According to the Ministry of Agriculture and Rural Development, soy bean imports this year top 1.2 million tons, with the majority coming from the US and Canada, both major GM producers.
But most soy bean products in the market are not labeled as “GMO”.
Thanh Nien checked at a supermarket in Ho Chi Minh City’s District 5, and of several dozen products made from soy beans, only one carried a label saying “wholly made from Vietnamese soy beans.” The others did not indicate origin.
The owner of a grains store on Tran Chanh Chieu Street in District 5 told Thanh Nien his shop had both Vietnamese and imported soy beans. US products were cheaper than Vietnamese but not as tasty, he said.
He said he did not know anything about GMO.
The Quality Assurance and Testing Center No. 3 (Quatest 3) said it had conducted a test on some agricultural products sold in HCMC in 2010 and found 111 out of 323 samples, or 34.4 percent, were GMO. The GM products were mostly soy beans, potatoes and tomatoes.
The tests were done at the request of the HCMC Department of Science and Technology. None have been done since.

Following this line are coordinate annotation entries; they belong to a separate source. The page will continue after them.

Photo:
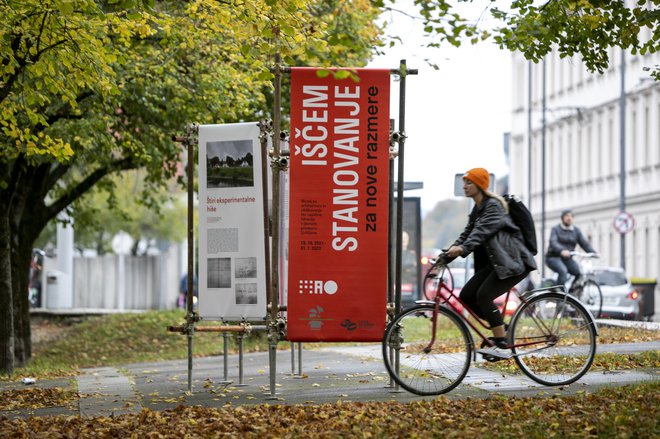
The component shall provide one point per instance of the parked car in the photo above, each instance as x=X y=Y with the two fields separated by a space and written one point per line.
x=620 y=299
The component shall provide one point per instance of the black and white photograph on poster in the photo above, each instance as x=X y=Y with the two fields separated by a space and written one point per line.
x=246 y=294
x=221 y=240
x=245 y=268
x=219 y=273
x=229 y=163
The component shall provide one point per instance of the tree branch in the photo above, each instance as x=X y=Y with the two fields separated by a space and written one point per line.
x=82 y=187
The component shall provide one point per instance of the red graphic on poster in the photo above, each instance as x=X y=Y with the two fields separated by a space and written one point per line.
x=338 y=214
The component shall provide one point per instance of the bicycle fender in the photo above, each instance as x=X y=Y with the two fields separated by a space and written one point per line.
x=555 y=291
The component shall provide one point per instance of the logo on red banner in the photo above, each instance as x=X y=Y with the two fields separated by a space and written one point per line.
x=338 y=205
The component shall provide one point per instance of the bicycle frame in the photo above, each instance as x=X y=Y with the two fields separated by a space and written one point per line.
x=449 y=294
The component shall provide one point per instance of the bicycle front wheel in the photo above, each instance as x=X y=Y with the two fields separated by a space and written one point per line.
x=591 y=297
x=554 y=339
x=422 y=360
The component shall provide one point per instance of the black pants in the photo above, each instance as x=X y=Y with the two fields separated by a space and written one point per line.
x=482 y=288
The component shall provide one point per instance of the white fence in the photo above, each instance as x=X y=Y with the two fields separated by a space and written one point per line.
x=117 y=282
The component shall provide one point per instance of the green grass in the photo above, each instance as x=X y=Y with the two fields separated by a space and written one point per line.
x=122 y=339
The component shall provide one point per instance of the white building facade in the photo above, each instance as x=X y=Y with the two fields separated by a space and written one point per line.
x=581 y=150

An executive at an animal feed manufacturer, who asked not to be named, told Thanh Nien the company imported half the soy beans needed for its production from the US, Brazil, and Argentina.
In March this year the Ministry of Agriculture and Rural Development allowed farmers to grow three varieties of GM corn sold by Swiss firm Syngenta for food and animal feed.
But consumers do not have much choice since most GM products are not labelled so.
Phan Thi Viet Thu, deputy chairperson of the HCMC Association of Consumer Rights Protection, said the Law on Food Safety and Hygiene required products with GM ingredients making up more than 5 percent to have labels, but the lack of detailed instructions meant no product in the market is labeled as GMO.
“It is not fair on customers. Authorities should quickly make it mandatory to label GM products.”